作者: 吃醋不吃辣的雷儿 | 来源:发表于2022-09-23 13:48 被阅读0次
    from PIL import Image
    import os
    import numpy as np
    import torch
    import torch.nn as nn
    import copy
    from torch.autograd import Variable
    from torchvision import models
    import matplotlib.cm as mpl_color_map
    
    
    def preprocess(pil_im, resize=True):
        """
            Processes image for CNNs
    
        Args:
            PIL_img (PIL_img): PIL Image or numpy array to process
            resize_im (bool): Resize to 224 or not
        returns:
            im_as_var (torch variable): Variable that contains processed float tensor
        """
        mean = [0.485, 0.456, 0.406]
        std = [0.229, 0.224, 0.225] # mean and std for RGB channels in ImageNet
        if type(pil_im) != Image.Image:
            pil_im = Image.fromarray(pil_im) # convert input image to Image.image
        if resize:
            pil_im = pil_im.resize((224, 224), Image.ANTIALIAS) # resize image as width 224 and height 224
        image_array = np.float32(pil_im)
        image_array = image_array.transpose(2, 0, 1) # transpose to (D, W, H) form
        
        for channel, _ in enumerate(image_array):
            image_array[channel] /= 255
            image_array[channel] -= mean[channel]

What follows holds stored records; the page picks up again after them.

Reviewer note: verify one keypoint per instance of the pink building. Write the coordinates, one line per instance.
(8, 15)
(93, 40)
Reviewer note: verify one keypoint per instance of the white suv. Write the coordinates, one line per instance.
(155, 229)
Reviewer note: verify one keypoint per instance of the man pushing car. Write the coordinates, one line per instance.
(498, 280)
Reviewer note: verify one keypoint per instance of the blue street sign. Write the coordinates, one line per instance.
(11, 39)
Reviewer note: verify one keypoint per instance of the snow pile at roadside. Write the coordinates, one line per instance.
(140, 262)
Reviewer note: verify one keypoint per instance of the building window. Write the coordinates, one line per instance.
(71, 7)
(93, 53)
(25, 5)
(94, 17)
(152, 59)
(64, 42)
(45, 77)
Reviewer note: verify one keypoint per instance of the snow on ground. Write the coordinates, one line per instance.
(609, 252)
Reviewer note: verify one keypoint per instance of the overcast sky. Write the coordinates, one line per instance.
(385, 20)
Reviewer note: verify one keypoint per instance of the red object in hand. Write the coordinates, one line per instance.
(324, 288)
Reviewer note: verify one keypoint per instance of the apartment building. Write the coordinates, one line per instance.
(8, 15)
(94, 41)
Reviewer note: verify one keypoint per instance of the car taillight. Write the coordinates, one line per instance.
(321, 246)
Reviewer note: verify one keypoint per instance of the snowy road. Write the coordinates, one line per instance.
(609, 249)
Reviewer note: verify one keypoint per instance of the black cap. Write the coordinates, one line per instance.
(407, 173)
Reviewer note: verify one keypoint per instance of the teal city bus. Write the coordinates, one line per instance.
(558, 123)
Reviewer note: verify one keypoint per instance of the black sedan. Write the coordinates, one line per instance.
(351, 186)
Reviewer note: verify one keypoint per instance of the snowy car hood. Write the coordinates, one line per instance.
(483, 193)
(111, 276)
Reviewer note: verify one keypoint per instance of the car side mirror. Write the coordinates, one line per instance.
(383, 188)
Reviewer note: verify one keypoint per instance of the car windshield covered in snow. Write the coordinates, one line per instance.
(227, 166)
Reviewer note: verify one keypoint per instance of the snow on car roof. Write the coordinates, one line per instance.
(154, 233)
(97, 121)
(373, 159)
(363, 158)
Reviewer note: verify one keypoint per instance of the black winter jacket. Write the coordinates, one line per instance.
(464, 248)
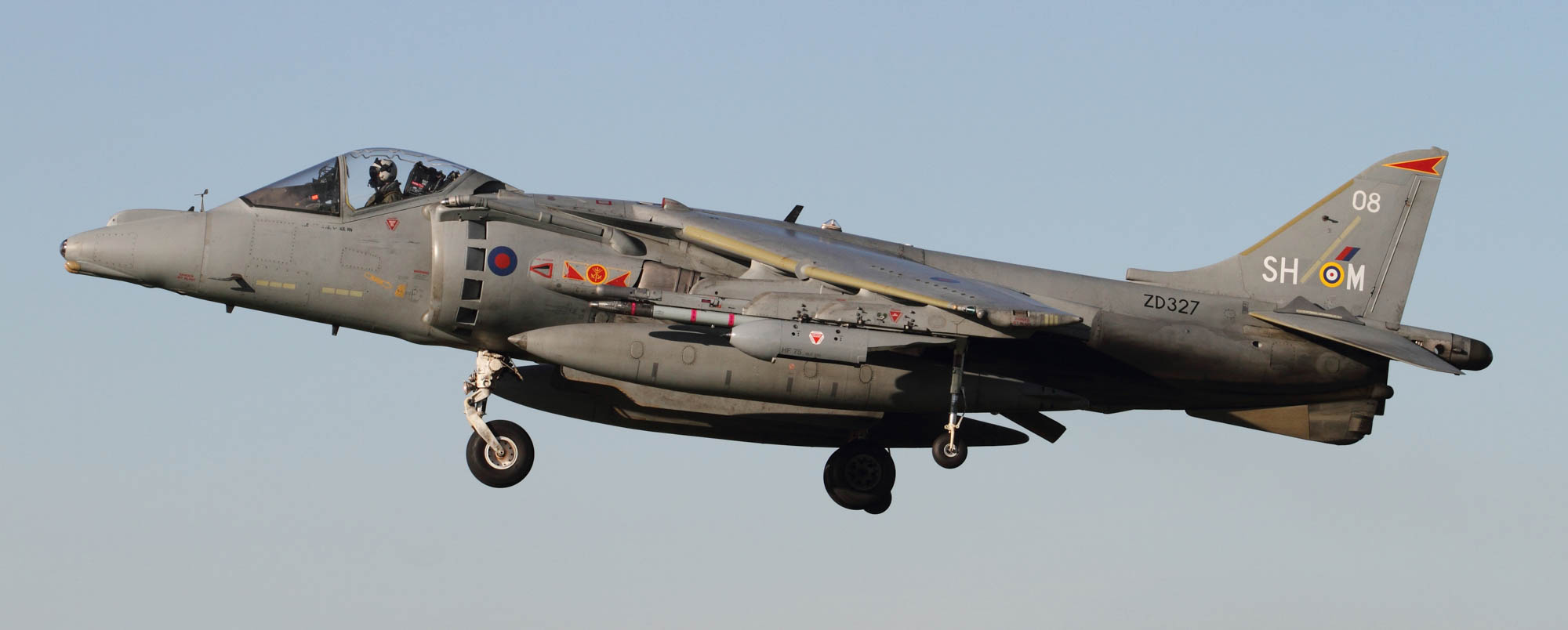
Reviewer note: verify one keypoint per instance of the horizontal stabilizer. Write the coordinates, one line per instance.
(1371, 339)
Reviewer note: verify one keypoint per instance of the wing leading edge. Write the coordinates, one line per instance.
(807, 255)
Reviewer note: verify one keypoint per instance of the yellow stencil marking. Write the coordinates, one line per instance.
(1299, 219)
(372, 278)
(1332, 247)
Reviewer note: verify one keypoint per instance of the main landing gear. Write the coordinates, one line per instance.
(860, 474)
(860, 477)
(499, 452)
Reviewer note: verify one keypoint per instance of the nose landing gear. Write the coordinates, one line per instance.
(860, 476)
(501, 454)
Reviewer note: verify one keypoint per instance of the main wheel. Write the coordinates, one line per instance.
(949, 455)
(507, 468)
(858, 476)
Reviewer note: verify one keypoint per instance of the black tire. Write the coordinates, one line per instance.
(858, 476)
(943, 457)
(501, 472)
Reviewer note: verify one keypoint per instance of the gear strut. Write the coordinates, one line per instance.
(477, 393)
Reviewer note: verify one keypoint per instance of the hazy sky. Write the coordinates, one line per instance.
(165, 466)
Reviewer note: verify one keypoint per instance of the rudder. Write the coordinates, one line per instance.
(1357, 248)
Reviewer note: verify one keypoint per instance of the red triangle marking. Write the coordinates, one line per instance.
(1425, 165)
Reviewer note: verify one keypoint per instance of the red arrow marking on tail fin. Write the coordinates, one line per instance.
(1425, 165)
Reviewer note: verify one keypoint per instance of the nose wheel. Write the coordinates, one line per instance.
(860, 476)
(499, 452)
(509, 465)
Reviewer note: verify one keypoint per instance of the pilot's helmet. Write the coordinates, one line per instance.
(382, 172)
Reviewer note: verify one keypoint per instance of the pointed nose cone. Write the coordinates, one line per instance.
(1481, 355)
(156, 248)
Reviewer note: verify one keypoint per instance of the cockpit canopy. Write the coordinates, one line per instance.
(374, 178)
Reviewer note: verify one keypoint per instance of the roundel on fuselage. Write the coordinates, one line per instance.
(504, 261)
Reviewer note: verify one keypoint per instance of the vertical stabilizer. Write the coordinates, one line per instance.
(1357, 248)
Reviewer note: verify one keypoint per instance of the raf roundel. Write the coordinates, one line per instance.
(1332, 275)
(504, 261)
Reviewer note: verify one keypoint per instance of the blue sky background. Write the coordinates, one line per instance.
(164, 465)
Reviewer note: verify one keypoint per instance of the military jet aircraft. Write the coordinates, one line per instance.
(662, 317)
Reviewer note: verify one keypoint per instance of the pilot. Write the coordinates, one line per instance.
(383, 178)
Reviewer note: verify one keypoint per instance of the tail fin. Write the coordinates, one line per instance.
(1357, 248)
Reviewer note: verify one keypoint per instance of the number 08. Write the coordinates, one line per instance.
(1363, 201)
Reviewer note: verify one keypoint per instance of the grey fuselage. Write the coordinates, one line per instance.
(407, 270)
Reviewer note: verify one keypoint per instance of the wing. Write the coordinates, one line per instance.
(811, 253)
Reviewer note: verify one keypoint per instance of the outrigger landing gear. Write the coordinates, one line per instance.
(949, 451)
(860, 476)
(499, 452)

            image_array[channel] /= std[channel] # normalize image array
        
        image_tensor = torch.from_numpy(image_array).float()
        image_tensor.unsqueeze_(0) # add one channel shaped as 1, 3, 224, 224
        image_variable = Variable(image_tensor, requires_grad=True)
        return image_variable
    
    
    def get_example_params(list_index):
        """
            Gets used variables for almost all visualizations, like the image, model etc.
    
        Args:
            example_index (int): Image id to use from examples
    
        returns:
            original_image (numpy arr): Original image read from the file
            prep_img (numpy_arr): Processed image
            file_name_to_export (string): File name to export the visualizations
            pretrained_model(Pytorch model): Model to use for the operations
        """
        examples = ['../input_images/cat10.png', '../input_images/cat134.png', '../input_images/dog10014.png', '../input_images/panda1.png', '../input_images/tiger1.png']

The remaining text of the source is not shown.